In researching cartography for my color talk, another assignment for Elements of Visual Thinking, I've become interested in isometric perspective and the interaction between detail and scale. Road map cartography most commonly combines the classic "bird's-eye view" with an isometric perspective in which distance is not calculated into showing perspective scaling.

So, a land mass that is roughly the same size as another but is farther away from a single view point would be represented to scale, with no warping of perspective. A landscape is flattened not by one bird's eye view but rather by infinite pairs of eyes to create the whole of a map representing a section of the Earth. But the whole of this representation is modified by a change in scale and thus detail. Going beyond road maps, which more manageably section our world, different world map projections demonstrate these different modifications of scale and detail which reasonably attempt to make tangible enormous distance, mass, and variation in surface area, which are not necessarily distortions if a globe is accepted as equally (mis)representing the Earth.

Mercator Projection

Sinusoidal Projection

There is compromise in these modifications of scale and detail through perspective. It is necessary and unavoidable: a map of scale 1:1 couldn't be held and a map of precise and meticulous detail couldn't be read. Compromise between two participating components, the real-ity of the physical and immense and the real-ity of the physical and holdable, that accommodate each other-- com-, com-, com- of WITH, TOGETHER, MUTUAL. You are Well -Com(e) (t)Here. Not equal of sameness and static energy but equality of two different reals that enable each other to be seen and understood. They are not at all independent, and no more solely dependent, but interdependent.

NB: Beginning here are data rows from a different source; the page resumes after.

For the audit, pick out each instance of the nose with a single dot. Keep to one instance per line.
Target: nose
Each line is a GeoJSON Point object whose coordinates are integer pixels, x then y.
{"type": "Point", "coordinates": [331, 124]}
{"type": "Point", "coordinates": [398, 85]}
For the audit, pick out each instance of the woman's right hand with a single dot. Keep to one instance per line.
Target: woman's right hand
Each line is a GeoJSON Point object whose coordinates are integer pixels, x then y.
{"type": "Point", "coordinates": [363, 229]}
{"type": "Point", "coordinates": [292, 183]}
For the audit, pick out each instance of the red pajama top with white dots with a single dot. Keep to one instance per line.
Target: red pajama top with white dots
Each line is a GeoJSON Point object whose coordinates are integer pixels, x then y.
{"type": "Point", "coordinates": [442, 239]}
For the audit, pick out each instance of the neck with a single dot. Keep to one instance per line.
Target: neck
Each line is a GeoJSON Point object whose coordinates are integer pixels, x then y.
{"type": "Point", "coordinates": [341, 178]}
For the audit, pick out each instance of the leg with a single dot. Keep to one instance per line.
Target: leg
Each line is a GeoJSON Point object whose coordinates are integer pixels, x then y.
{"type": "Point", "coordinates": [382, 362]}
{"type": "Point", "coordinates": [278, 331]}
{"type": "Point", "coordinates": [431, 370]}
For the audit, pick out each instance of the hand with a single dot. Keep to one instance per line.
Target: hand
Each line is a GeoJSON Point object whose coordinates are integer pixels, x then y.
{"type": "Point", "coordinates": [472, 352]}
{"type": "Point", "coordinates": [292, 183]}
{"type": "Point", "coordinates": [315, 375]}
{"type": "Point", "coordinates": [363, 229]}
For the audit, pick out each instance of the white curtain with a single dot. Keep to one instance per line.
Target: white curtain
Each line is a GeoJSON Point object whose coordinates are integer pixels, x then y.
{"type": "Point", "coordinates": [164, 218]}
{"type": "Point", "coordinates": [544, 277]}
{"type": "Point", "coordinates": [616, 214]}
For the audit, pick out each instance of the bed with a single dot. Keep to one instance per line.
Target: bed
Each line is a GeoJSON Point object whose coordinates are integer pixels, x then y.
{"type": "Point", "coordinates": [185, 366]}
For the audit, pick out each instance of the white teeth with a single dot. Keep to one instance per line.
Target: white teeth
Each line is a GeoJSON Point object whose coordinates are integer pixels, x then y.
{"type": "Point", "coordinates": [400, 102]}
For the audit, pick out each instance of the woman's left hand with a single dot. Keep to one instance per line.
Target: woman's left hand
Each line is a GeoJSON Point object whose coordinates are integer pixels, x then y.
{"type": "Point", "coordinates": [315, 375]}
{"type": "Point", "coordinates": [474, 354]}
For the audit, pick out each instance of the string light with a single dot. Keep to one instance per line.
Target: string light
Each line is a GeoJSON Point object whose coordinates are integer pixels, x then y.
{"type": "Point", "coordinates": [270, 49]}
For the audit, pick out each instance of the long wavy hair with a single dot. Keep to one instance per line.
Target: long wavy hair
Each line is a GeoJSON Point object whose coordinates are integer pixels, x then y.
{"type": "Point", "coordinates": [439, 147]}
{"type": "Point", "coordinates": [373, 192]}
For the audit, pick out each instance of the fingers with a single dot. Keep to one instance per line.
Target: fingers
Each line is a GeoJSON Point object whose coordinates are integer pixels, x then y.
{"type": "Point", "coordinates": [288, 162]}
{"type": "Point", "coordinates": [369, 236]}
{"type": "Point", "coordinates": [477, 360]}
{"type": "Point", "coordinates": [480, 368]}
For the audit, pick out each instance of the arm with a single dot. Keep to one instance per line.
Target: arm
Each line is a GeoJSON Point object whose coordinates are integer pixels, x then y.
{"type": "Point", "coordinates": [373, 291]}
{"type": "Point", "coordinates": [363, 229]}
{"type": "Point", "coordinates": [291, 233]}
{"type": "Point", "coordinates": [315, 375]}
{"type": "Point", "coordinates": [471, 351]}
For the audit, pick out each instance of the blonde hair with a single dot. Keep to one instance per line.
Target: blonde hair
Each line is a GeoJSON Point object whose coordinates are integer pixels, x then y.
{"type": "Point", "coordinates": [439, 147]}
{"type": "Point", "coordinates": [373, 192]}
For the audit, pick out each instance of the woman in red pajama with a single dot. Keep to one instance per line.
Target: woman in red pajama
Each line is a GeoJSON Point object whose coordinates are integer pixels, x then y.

With the first two pieces of this blog, I feel I was attempting to address these two different reals with bridges as seen in the motif of cotton thread. I was aware of these different reals, but frustrated with the fact of their different-ness. To be transparent, I began writing about maps in an exercise to remain objective about a topic that is emotionally charged to me, rather than deliberately seeking a solution/relationship to my first two pieces. However, I feel I discovered a logical and symbiotic relationship in this topic that makes me more equipped in terms of my frustration with the intangibility of distance. There is less loneliness/isolation and more discovery in choosing to bind relations between different worlds to become interdependent, rather than being stuck on their separateness and dwell on their isolation as I think I had been.